WASHINGTON, May 23, 2014 ‑ The U.S. Meat Export Federation (USMEF) presented a positive outlook for U.S. meat exports, bringing more than 125 members and international buyers together during the organization’s board of directors meeting in Kansas City, Mo., this week.

In an audio recording, USMEF Chairman Mark Jagles, said the U.S. average export value per hog slaughtered in the first quarter of 2014 was more than $60, up 14 percent from a year ago. The average for U.S. beef per head for fed steers and heifers was nearly $225 per head, up 15 percent from a year ago.

“For both beef and pork the export value per head has never been higher than it is today,” Jagles said.

USMEF President Phil Seng said Mexico and Canada have been two of the most consistent markets for U.S. beef exports in the twenty years since the North American Free Trade Agreement (NAFTA).
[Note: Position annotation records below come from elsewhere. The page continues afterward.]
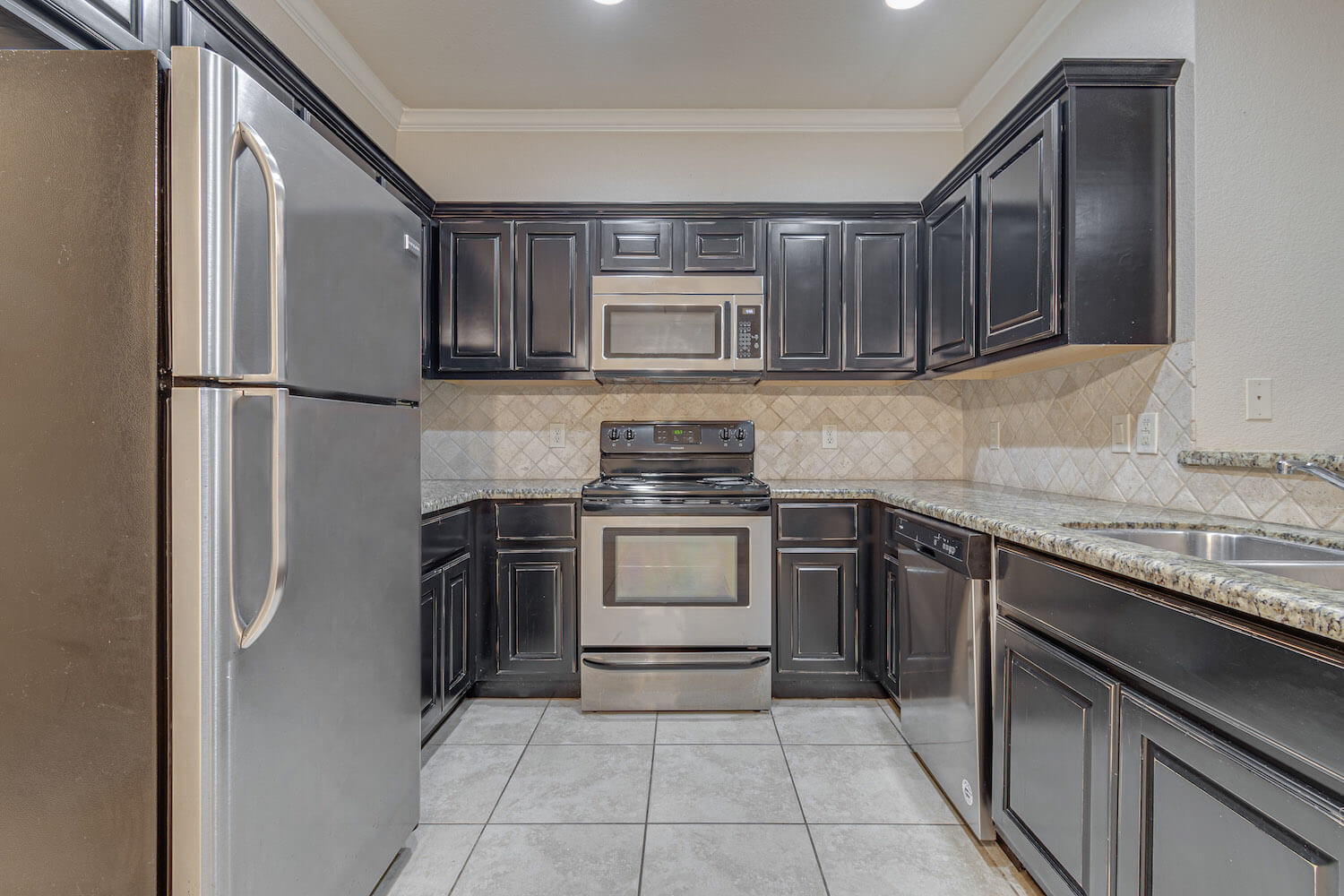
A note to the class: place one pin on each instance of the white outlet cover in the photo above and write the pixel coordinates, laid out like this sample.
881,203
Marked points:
1145,435
1120,435
1258,400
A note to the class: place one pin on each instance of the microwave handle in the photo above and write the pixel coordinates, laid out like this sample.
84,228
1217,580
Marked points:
728,331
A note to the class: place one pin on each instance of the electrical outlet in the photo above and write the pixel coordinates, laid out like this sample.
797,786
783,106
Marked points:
1257,401
1120,435
1145,435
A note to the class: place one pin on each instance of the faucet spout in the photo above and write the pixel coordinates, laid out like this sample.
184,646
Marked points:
1285,466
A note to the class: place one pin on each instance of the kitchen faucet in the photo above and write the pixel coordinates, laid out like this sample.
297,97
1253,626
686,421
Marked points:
1284,466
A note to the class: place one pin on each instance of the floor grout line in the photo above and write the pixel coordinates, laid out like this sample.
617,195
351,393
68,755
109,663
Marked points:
481,831
816,856
648,802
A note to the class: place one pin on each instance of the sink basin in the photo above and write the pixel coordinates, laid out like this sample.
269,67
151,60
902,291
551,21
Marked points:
1290,559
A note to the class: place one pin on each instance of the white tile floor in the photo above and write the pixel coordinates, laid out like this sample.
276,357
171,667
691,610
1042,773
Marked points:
814,798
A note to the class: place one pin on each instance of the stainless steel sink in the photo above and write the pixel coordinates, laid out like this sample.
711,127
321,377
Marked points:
1309,563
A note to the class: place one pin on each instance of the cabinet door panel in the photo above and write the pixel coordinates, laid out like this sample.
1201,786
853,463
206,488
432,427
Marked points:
719,245
432,603
949,245
476,282
637,246
1202,817
881,296
1053,791
1019,212
553,287
803,296
537,611
456,662
816,613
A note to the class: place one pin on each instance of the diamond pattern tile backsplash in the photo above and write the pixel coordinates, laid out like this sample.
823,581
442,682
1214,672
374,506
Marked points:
500,430
1055,435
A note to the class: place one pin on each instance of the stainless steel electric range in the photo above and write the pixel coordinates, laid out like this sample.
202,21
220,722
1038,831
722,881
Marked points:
675,587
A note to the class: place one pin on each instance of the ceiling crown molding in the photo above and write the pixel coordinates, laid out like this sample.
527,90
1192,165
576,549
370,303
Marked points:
328,38
1015,56
680,120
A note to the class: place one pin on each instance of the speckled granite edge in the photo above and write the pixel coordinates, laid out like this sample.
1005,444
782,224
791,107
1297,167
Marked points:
1257,460
441,495
1046,521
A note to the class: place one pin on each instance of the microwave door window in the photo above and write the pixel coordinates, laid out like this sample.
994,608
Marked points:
664,331
660,567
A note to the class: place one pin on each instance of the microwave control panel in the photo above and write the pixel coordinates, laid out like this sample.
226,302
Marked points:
749,331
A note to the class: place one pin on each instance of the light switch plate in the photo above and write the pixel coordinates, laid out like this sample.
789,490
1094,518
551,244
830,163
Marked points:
1120,435
1145,435
1258,401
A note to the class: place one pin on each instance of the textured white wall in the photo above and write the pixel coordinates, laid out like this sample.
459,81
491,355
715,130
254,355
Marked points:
677,167
1271,241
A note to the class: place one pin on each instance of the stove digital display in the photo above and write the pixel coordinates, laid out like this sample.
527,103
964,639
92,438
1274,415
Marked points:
676,435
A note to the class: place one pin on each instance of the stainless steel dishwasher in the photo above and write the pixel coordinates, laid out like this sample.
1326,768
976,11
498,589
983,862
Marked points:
943,602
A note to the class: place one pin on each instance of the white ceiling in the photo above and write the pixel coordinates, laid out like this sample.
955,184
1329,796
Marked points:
677,54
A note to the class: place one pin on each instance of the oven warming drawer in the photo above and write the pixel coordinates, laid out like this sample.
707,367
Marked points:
621,681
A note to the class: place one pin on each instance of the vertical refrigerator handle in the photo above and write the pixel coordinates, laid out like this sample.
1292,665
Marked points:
249,634
247,139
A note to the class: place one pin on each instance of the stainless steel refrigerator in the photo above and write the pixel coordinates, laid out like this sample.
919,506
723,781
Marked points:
209,648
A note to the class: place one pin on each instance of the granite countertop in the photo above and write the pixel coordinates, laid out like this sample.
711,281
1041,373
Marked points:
1040,520
440,495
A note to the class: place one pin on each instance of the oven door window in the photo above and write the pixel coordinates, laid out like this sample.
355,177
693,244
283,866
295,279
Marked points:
663,331
675,567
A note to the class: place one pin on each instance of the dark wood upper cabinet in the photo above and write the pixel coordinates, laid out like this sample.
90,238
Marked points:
728,245
881,296
551,295
476,296
634,246
803,296
949,245
1019,220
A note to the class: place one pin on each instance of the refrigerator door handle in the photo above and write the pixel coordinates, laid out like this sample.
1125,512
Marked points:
245,137
249,634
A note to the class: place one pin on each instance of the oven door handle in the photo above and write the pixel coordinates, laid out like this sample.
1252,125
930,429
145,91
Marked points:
680,665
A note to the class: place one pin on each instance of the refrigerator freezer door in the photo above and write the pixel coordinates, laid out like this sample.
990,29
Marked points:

Beef exports are up 11 percent in volume since last year and 9 percent in value which is a “strong accomplishment.”

Seng said the picture is equally as bright with pork which is up 11 percent on volume and 11 percent on value. He also said USMEF is seeing growth in Central and South America, Japan and Asian market. Japan has become the leading beef value market with a 20 percent increase in the fourth quarter.

“I think it’s a testament that when we do trade agreements, and when we do the free trade agreements right, it can be beneficial to the industry long term,” Jagles said.

Chad Russell, USMEF regional director of Mexico, Central America and the Dominican Republic, said all products from cattle of any age can now enter Mexico unrestricted. Russell said U.S. beef imports to Mexico are up 22 percent from March.

Joel Haggard, USMEF senior vice president of Asia Pacific, said the U.S. is expected to enter the Chinese beef market next year where imports increased globally 375 percent from 2012. Haggard said despite EU competition the U.S. has done well in first quarter pork exports to China.

John Brook, USMEF regional director of Europe, Russia and the Middle East, said he does not anticipate any further development in beef exports to Russia. Since February 2013 U.S. beef exports to Russia have been banned due to synthetic hormone use, and Brook said there have been no discussions between the U.S. and Russia to resolve the issue.  

The U.S. is among 12 counties trying to create a free trade zone with 40 percent of the world economy in the Trans-Pacific Partnership (TPP) negotiations, which will meet again in July with a heightened concentration on relations between the U.S. and Japan. Stalemates remain regarding GMO and growth hormone polices. Seng said he expects a meaningful outcome to the beef and pork industries from negotiations.